We will send information to you about the practice in the form of newsletters and other communications, such as patient surveys.
We will never share your information with any other organisation other than for a direct healthcare reason such as a referral to a specialist in a hospital or other healthcare provider.

Accessing Your Medical Records

For information on this topic please click on the link to the Accessing Your Medical Records page.

Changes to this Privacy Notice

This policy was introduced on 28th May 2018 and will be reviewed annually or before if legislation or best practice changes.

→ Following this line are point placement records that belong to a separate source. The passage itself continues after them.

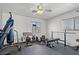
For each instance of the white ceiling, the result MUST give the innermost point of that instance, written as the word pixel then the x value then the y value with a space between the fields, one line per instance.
pixel 25 9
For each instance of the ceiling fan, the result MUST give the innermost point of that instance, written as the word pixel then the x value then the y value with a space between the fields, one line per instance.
pixel 39 9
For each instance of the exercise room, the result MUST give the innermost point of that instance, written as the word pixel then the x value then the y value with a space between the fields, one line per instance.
pixel 39 28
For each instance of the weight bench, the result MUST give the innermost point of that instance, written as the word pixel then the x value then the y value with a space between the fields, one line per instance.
pixel 51 41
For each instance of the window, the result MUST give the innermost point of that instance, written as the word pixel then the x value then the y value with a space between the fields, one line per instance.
pixel 77 23
pixel 69 24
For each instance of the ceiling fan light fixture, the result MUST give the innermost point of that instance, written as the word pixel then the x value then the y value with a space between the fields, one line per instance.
pixel 40 9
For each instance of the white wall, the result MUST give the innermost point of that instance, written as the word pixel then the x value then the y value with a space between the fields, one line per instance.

To view the full College Health GDPR Policy document please click on the link below -

CH-G067 - General Data Protection Regulation (GDPR) Policy March (2)2019

Introduction

This Data Security Policy is (hereafter referred to as “us”, “we”, or “our”) policy regarding the safeguarding and protection of sensitive personal information and confidential information as is required by law (including, but not limited to, the Data Protection Act 2018, Health & Social Care Act 2012, and the Common Law duty of confidentiality).

Purpose

The purpose of this document is to outline how we prevent data security breaches and how we react to them when prevention is not possible. By data breach we mean a security incident in which the confidentiality, integrity or availability of data is compromised. A breach can either be purposeful or accidental.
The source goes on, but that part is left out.